The change of seasons is a time in which blogs and other bookish sites like to talk about books that are suited to that particular season. There are “beach reads” for the summer and cozy reads for the winter. Some people have yearly reading traditions in which they read certain books at certain times of the year. Even though I’ve been trying to read more new books rather than moving backward to re-read my favorites, I do have a few of these traditions. I don’t really have a reading tradition for autumn, but perhaps I can start one this year!

The Melville House blog recently posted about seven books that are on their autumn reading list. I think they’ve included some great books here, such as The Legend of Sleepy Hollow (have not actually read, but it seems like a good spooky read for Halloween), Macbeth (definitely has that macabre touch for autumn), and Harry Potter and the Goblet of Fire. I was sort of surprised to see a Harry Potter book on this list, but I think they chose the right one for autumn.
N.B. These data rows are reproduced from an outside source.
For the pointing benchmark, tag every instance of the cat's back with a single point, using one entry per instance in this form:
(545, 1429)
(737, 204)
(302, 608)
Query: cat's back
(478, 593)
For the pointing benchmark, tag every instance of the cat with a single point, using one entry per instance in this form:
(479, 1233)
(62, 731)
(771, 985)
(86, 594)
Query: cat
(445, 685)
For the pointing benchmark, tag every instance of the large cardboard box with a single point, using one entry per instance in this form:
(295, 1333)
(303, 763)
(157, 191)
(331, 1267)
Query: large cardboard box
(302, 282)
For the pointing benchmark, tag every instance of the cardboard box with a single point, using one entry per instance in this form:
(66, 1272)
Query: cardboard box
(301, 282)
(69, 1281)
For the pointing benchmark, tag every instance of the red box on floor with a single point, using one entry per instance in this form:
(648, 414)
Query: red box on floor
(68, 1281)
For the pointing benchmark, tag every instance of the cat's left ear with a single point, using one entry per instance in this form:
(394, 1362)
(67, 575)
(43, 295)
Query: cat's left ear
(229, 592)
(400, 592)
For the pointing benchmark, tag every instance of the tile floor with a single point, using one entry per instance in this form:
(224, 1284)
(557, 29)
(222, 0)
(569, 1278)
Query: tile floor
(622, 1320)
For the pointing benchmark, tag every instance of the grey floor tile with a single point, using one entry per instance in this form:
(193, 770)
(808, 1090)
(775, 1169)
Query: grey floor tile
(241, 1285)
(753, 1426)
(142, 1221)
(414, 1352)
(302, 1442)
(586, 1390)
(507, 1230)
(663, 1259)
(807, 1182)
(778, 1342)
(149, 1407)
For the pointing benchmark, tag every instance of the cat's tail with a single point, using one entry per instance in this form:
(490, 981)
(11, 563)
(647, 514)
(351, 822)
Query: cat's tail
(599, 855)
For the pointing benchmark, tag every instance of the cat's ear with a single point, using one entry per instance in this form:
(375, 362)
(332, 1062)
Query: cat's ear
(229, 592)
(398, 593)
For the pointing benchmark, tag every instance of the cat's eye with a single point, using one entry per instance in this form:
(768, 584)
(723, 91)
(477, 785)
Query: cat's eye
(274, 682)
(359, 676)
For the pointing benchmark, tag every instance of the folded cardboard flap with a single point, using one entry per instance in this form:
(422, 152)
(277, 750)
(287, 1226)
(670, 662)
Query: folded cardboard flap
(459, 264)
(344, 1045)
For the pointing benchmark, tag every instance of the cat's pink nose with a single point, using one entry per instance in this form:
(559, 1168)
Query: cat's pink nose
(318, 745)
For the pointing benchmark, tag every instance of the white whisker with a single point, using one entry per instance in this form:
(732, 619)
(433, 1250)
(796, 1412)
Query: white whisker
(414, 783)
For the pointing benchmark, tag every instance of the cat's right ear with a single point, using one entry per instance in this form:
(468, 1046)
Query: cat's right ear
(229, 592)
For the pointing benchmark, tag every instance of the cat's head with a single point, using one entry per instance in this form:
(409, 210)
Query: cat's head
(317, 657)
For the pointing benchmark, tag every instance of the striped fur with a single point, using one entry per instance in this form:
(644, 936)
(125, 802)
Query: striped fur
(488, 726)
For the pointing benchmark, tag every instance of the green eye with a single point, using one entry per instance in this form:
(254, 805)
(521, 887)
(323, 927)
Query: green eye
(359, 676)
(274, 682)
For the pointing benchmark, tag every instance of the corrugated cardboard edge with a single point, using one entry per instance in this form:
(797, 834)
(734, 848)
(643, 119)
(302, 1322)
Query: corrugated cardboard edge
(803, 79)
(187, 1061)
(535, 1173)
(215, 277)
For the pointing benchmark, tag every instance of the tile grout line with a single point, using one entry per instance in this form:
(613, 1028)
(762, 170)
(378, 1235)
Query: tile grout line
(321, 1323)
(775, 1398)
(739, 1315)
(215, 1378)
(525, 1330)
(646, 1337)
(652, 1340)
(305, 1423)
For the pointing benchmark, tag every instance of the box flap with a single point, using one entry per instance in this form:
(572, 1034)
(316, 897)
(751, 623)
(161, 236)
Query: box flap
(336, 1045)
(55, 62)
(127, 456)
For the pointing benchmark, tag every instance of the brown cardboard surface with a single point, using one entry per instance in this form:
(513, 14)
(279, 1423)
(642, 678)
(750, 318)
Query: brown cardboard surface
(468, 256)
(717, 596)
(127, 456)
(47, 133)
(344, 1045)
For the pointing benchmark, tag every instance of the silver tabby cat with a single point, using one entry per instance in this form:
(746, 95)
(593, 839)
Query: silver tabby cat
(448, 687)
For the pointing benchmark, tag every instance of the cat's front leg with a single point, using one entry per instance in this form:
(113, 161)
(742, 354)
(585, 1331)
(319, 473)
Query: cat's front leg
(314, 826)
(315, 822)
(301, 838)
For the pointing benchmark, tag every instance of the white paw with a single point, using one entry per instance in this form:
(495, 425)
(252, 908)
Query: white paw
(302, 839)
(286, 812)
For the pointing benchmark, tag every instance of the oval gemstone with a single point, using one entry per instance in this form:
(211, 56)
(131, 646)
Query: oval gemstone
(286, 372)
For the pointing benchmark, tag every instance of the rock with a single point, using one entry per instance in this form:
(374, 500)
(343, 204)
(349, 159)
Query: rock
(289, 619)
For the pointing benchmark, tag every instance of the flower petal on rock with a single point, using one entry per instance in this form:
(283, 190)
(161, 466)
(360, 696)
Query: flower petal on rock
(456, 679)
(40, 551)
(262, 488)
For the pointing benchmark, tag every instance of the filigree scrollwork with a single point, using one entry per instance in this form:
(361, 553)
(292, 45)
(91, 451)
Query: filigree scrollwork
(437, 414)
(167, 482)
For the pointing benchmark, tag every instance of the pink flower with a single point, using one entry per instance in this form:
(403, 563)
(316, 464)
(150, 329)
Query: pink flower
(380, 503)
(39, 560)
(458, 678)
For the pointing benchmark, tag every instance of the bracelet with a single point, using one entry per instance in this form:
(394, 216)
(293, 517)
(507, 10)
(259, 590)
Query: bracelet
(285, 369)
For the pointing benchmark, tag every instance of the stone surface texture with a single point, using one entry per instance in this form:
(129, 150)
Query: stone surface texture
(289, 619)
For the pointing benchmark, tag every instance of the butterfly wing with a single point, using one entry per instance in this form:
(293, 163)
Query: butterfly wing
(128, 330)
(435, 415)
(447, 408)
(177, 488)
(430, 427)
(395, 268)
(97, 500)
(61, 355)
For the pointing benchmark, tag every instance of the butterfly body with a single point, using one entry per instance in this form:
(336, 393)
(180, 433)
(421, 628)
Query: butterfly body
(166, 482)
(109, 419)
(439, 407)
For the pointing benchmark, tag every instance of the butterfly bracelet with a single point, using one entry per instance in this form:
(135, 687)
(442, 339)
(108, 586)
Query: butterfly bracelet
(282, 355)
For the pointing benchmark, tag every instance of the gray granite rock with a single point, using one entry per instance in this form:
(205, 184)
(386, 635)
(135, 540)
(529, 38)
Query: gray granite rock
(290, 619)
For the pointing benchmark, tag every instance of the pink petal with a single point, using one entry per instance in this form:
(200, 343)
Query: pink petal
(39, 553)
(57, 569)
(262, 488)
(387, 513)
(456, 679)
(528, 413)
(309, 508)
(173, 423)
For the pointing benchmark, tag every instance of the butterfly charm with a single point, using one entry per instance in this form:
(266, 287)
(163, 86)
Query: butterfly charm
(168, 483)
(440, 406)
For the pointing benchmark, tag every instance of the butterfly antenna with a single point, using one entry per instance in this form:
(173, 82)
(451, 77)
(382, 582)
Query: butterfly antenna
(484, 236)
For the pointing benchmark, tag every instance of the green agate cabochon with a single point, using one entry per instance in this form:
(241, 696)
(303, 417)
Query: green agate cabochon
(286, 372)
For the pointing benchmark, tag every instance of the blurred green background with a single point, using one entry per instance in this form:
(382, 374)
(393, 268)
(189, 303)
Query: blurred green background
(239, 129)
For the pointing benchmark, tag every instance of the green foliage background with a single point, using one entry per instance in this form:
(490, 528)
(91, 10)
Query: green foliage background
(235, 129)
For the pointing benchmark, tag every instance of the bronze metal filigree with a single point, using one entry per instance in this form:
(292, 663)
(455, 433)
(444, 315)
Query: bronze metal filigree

Maybe it’s just the coloring of the US edition’s cover, but the fourth book in the series definitely gives me an autumnal vibe — despite the fact that I vividly remembering reading it for the first time in the summer.

Personally, I would add a few more books to this list. Frankenstein would be a great book to read as Halloween approaches. Northanger Abbey, by Jane Austen, also has a slightly macabre and gothic feel to it. Autumn also makes me nostalgic for that back-to-school feeling, so I might like to re-read a few of my grade school and junior high favorites at this time of year.

What is on your autumn reading list? Share in the comments!